Early Steps Service Delivery System Old Service Delivery System
Families and other primary caregivers are the learners and focus of the service delivery system that enhances their competence, confidence and capacity to meet their child's developmental needs and their desired outcomes. Children are the focus of the service delivery system that addresses identified deficits.
Most supports and services are provided in the child and family's everyday routines, activities and places (i.e., home, early care and education settings, community settings). Most services are provided in clinic settings.
Families are active and participating early intervention team members. Families may be included in evaluation and assessment and IFSP meetings.
Providers teach families and other primary caregivers how to recognize and utilize learning opportunities in a variety of settings. Providers teach families, in the clinic, how to carry over therapy activities at home and in other settings.
Each child's everyday natural learning opportunities are maximized by providing supports and services where children live, learn, and play. Services are provided in contrived learning situations that do not represent real life challenges.
Each child and family has a cohesive, consistent team for evaluation, intervention, ongoing assessment, and transition planning. There are different individuals involved in evaluation and assessment, IFSP development, intervention, and transition planning.
A team member is identified, based on child needs and family concerns and priorities, to serve as the primary service provider. This individual will work with the child and caregiver(s) and collaborate with other service providers on the team, resulting in an integrated, cohesive delivery of services. Individual therapists and other interventionists provide services in isolation of one another.

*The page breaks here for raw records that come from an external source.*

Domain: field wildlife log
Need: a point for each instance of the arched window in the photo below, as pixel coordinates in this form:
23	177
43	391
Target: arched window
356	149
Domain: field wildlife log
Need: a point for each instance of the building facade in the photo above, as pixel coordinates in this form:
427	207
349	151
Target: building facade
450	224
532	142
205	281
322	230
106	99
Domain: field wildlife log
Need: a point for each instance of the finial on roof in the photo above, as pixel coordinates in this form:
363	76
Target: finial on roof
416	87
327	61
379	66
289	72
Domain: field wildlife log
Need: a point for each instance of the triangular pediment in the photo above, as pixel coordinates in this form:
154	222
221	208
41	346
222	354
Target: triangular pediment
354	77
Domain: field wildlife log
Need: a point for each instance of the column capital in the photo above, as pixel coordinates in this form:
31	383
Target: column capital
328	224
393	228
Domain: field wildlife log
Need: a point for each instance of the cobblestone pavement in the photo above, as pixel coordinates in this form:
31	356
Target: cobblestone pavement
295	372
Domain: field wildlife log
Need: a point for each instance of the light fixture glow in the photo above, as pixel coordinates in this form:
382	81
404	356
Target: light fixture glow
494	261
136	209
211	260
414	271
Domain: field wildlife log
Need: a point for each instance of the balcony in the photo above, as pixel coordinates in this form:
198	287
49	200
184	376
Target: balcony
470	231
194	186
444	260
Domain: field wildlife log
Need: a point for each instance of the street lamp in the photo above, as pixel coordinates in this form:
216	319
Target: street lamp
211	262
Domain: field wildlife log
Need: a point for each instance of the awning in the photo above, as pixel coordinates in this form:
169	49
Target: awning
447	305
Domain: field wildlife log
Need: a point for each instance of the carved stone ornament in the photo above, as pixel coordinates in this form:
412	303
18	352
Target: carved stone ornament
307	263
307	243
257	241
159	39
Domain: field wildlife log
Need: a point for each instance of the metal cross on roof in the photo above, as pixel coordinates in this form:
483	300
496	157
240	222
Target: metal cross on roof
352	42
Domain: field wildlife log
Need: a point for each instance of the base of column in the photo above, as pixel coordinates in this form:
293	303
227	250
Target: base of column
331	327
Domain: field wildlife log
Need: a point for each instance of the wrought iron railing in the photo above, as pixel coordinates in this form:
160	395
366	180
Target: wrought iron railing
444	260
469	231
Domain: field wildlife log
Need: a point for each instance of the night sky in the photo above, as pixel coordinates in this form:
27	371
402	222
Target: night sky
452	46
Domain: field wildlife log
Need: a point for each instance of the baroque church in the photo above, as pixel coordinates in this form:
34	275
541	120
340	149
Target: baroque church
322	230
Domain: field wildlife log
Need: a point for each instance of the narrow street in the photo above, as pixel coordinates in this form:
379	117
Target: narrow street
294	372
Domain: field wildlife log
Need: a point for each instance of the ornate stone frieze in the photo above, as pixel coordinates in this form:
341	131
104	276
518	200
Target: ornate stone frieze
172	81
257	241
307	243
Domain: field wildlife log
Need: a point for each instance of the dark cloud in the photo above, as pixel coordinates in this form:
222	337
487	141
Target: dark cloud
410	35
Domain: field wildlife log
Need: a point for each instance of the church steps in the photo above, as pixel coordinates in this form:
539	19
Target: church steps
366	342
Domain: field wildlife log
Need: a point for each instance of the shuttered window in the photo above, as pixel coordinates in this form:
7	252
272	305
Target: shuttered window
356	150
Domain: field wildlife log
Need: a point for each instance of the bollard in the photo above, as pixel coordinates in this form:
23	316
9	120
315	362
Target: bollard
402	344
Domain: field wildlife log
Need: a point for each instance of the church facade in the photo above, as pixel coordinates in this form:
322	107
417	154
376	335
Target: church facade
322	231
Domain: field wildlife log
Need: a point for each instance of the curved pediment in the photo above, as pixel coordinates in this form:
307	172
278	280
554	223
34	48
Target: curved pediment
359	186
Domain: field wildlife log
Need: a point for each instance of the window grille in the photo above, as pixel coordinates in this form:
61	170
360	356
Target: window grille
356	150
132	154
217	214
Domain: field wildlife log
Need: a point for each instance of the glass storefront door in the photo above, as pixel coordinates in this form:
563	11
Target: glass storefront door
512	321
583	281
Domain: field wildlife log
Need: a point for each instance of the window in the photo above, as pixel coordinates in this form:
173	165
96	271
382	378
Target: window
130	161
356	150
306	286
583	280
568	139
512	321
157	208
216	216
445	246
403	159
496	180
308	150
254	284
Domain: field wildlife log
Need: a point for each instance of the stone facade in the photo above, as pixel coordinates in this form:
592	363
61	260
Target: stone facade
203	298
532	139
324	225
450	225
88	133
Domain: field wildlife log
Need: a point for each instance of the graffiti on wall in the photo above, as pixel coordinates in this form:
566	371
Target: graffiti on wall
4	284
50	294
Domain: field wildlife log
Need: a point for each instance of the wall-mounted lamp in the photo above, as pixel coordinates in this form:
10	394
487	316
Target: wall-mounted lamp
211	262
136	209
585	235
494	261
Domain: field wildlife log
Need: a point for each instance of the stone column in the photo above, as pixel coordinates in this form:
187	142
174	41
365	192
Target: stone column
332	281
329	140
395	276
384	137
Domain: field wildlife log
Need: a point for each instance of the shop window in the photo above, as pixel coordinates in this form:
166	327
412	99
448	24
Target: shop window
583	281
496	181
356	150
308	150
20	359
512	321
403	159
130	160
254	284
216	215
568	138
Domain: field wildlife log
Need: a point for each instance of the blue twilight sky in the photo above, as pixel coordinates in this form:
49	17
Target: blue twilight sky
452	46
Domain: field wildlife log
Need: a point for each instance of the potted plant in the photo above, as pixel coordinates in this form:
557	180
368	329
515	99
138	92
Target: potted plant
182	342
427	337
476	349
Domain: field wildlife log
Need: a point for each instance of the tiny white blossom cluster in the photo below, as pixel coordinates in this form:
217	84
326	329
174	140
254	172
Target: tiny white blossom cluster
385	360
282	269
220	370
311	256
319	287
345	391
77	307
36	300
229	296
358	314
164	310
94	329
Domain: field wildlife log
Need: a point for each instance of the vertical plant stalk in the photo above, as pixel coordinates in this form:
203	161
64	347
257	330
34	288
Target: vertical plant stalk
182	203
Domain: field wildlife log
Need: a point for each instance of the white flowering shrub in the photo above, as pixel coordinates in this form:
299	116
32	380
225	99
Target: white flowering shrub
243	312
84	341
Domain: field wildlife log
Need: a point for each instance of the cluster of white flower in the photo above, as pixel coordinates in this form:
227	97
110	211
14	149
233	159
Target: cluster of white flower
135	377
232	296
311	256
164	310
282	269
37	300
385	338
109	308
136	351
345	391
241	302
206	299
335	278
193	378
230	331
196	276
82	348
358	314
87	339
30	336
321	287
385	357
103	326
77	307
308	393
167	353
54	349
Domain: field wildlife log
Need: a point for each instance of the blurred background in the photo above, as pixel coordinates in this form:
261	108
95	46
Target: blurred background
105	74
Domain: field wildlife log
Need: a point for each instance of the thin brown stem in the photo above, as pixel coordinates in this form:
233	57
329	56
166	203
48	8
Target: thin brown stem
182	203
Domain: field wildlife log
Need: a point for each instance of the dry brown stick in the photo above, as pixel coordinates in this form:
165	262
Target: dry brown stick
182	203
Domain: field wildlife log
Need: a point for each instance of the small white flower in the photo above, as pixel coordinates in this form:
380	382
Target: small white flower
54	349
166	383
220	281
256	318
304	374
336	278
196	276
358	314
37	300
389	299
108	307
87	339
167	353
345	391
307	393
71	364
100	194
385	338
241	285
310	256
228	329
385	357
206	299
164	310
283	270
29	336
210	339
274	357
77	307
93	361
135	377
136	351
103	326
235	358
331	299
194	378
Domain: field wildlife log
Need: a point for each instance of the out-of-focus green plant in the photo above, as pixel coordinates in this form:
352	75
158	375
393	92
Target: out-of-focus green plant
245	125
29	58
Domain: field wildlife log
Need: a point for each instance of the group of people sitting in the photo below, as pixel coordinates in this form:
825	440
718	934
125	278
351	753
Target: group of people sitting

Intervention is focused on changing the constraints in the task or in the environment, or providing support or assistance to the child to achieve the desired outcome. Intervention is focused on "fixing" the child.
IFSPs are more individualized, reflecting the priorities and desired outcomes of the individual family. IFSPs often look comparable for children with similar disabilities.
Outcomes are stated as basic functional outcomes that the child will learn to enhance development and that are important to the family and other primary caregivers. Outcomes are often stated as therapies.
Frequency and intensity of service is based on the philosophy that more learning opportunities incorporated into the child's daily routines and activities are better. Frequency and intensity of services is often based on a "more is better" approach (i.e., more therapy)
Informal community resources and supports are identified and utilized. Resources are most often identified in terms of therapy services and other formal resources.